Un conjunto de factores llevó a que, el 23 de agosto de 1984, se firmara el Pacto del Club Naval, entre ellos: la necesidad de las FFAA, del Partido Colorado y de la Unión Cívica de contar con el apoyo del FA, la moderación del discurso intransigente de un sector importante de la dirigencia frenteamplista; las movilizaciones sociales contra la dictadura; el apoyo mayoritario de la ciudadanía a una salida negociada y pacífica del gobierno dictatorial. El Pacto fue un acuerdo entre partidos (con excepción del Partido Nacional) y los militares, que permitió una salida “ordenada”.
Este proceso de aceptación fue simultáneo con el cambio de la coalición de izquierda: los líderes frenteamplistas y gran parte de sus militantes revalorizaron la democracia como régimen de gobierno y abandonaron mayoritariamente los comportamientos antisistema. A partie de este momento el FA fue adquiriendo las características de un partido político más en el espectro partidario uruguayo con capacidad de generar consensos. El segundo gran paso fue en 1989 cuando Tabaré Vázquez accede al gobierno de la capital. Esta victoria electoral significó el reconocimiento del FA como partido de gobierno.
Como el resto de los partidos, el FA es policlasista (recogie adhesiones de odos los sectores sociales) y de la misma manera que el PC construyó su identidad po oposición al PN, el FA surgió por antítesis a los blancos y colorados.
Las discusiones ideológicas, las rupturas (el alejamiento de sectores políticos moderados como el partido Demócrata Cristiano y el Partido por el Gobierno del Pueblo) y las incorporaciones (el más relevante de ellos, el MLN-Tupamaros), continuaron dentro de la coalición de izquierda.
Sin embargo, el nuevo siglo encontró a una izquierda muy diferente a la de 1971: un partido de masas que apoyó a ser un gobierno y a gobernar democráticamente.
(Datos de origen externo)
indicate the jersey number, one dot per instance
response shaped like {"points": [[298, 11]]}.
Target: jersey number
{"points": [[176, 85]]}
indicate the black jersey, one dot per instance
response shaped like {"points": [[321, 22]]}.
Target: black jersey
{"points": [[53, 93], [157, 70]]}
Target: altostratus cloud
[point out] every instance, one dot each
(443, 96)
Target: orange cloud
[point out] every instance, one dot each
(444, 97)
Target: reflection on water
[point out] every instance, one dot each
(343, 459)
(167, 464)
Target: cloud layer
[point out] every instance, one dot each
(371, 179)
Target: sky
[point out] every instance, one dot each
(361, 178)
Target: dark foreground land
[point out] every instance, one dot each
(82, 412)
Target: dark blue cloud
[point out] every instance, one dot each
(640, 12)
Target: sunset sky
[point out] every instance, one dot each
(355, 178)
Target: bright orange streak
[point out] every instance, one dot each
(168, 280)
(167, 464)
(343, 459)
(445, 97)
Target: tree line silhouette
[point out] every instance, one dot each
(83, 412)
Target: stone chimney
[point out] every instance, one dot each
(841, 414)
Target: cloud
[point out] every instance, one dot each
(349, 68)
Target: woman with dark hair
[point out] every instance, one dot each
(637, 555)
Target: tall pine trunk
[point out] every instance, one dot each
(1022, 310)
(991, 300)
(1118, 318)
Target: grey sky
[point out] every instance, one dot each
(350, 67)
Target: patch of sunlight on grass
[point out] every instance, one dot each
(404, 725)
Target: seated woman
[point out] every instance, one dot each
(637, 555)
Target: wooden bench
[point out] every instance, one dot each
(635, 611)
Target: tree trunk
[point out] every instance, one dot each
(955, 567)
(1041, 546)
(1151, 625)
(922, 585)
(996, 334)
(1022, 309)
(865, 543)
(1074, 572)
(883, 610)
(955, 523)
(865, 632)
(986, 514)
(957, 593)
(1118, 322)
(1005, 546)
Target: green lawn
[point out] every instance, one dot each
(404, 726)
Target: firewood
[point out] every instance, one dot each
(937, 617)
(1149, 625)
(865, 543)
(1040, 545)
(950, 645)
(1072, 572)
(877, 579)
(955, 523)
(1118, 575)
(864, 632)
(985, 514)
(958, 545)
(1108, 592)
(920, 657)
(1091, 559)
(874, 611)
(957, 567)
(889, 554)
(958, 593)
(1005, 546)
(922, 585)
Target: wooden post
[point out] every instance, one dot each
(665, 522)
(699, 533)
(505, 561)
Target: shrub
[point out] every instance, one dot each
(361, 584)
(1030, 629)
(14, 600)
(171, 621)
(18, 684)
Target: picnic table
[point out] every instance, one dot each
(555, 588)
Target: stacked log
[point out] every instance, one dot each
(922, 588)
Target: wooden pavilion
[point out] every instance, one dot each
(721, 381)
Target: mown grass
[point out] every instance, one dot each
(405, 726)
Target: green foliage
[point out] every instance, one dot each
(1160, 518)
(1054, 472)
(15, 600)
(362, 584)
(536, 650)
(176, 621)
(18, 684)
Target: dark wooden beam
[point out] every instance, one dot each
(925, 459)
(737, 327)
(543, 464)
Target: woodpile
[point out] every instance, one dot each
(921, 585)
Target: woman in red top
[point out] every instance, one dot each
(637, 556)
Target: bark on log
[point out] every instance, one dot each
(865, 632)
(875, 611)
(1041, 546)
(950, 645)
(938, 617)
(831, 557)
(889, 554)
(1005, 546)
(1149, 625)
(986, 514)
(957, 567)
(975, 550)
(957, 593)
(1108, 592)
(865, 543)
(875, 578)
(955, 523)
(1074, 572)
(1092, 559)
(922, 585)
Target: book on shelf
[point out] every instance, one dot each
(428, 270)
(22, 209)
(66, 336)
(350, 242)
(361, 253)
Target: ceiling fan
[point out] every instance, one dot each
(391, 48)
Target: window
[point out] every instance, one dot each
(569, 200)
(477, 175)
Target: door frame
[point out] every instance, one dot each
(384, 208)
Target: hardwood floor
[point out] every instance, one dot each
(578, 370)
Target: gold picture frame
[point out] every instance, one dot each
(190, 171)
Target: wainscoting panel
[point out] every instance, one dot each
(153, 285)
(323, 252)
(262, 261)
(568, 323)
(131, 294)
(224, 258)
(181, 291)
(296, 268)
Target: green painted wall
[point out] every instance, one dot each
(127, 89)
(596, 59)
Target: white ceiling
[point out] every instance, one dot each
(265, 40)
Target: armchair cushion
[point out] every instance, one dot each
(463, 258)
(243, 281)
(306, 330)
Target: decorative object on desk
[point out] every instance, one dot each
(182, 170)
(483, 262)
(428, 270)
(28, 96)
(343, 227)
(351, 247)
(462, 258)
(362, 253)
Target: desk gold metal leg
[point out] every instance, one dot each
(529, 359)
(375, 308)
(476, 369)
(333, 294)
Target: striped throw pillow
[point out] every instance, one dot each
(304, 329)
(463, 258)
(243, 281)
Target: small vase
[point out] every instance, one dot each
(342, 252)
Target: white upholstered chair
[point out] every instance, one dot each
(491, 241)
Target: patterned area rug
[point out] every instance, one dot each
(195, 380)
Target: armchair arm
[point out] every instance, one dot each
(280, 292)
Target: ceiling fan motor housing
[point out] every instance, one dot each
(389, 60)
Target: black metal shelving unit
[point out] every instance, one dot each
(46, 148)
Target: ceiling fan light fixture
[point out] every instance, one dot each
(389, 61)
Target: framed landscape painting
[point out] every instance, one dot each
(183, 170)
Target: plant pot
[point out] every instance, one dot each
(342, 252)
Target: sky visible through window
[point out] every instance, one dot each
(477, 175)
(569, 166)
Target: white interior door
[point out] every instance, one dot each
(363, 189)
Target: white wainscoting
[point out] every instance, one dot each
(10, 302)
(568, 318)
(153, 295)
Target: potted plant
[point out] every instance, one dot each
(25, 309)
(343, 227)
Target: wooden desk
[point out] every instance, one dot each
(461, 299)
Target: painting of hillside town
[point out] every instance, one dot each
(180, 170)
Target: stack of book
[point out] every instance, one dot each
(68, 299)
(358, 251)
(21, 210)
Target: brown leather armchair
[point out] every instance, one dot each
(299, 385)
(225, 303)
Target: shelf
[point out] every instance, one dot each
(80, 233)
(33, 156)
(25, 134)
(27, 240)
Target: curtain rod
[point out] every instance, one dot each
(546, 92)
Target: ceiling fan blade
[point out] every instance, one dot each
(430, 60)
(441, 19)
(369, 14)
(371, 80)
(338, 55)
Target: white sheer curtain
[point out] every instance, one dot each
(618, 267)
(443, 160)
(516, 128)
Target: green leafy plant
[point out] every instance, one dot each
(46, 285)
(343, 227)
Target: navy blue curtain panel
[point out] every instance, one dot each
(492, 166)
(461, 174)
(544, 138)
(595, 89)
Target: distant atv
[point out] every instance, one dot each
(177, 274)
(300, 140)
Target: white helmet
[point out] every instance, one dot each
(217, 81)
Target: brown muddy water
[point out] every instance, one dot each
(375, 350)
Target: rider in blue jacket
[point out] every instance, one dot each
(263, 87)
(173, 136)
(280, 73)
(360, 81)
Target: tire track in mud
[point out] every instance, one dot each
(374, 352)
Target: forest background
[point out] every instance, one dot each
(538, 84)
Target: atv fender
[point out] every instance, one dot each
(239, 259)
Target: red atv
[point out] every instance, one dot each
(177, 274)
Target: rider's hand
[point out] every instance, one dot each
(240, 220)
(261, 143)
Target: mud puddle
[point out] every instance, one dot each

La evaluación positiva del gobierno del FA en la capital del país refuerza dicha percepción.
Las contradicciones e inconsistencias ideológicas de algunos de los decursos y prácticas políticas de este partido se dan simultáneamente con tres fenómenos que son centrales para entender la dinámica política uruguaya y los cambios del FA a) el liderazgo de Tabaré Vazquez; b) la práctica de la democracia directa; y c) el crecimiento electoral de la coalición.
Tabaré Vázquez, electo en 11989 como Intendente de Montevideo, fue candidato a la presidencia en las elecciones de 1994 y de 1998, y es el actual presidente del FA. Su gestión al frente del gobierno se caracterizó por la búsqueda de la eficiencia. En ese sentido, ejerció un gobierno de tipo “presidencial”, ignorando y oponiéndose muchas veces a las posiciones del sindicato representante de los trabajadores municipales y a la opinión discrepando tanto de los grupos de izquierda radical, así como de los partidos tradicionales
FRENTE AMPLIO, POLÍTICA Y ELECCIONES
La constitución político-partidaria del Estado uruguayo ha sido central. El Estado no sólo ocupa un rol protagonista en la economía, sino también en la cultura política. Es por ello que la mayoría de los ciudadanos sigue sosteniendo que debe ser el Estado quien suministre la educación y la salud y quien resuelva problemas como el desempleo. Esto quiere decir que persiste una cultura estatalista. Por otro lado, el FA, al igual que el resto de los partidos, no surgió de eta cultura “estatalista”. Desde la redemocratización, fue el partido que asumió más claramente la defensa del Estado en contra de la privatización de las empresas públicas. Ello lo benefició electoral y políticamente al encarar dicha “fidelidad” estatal como su principal bandera.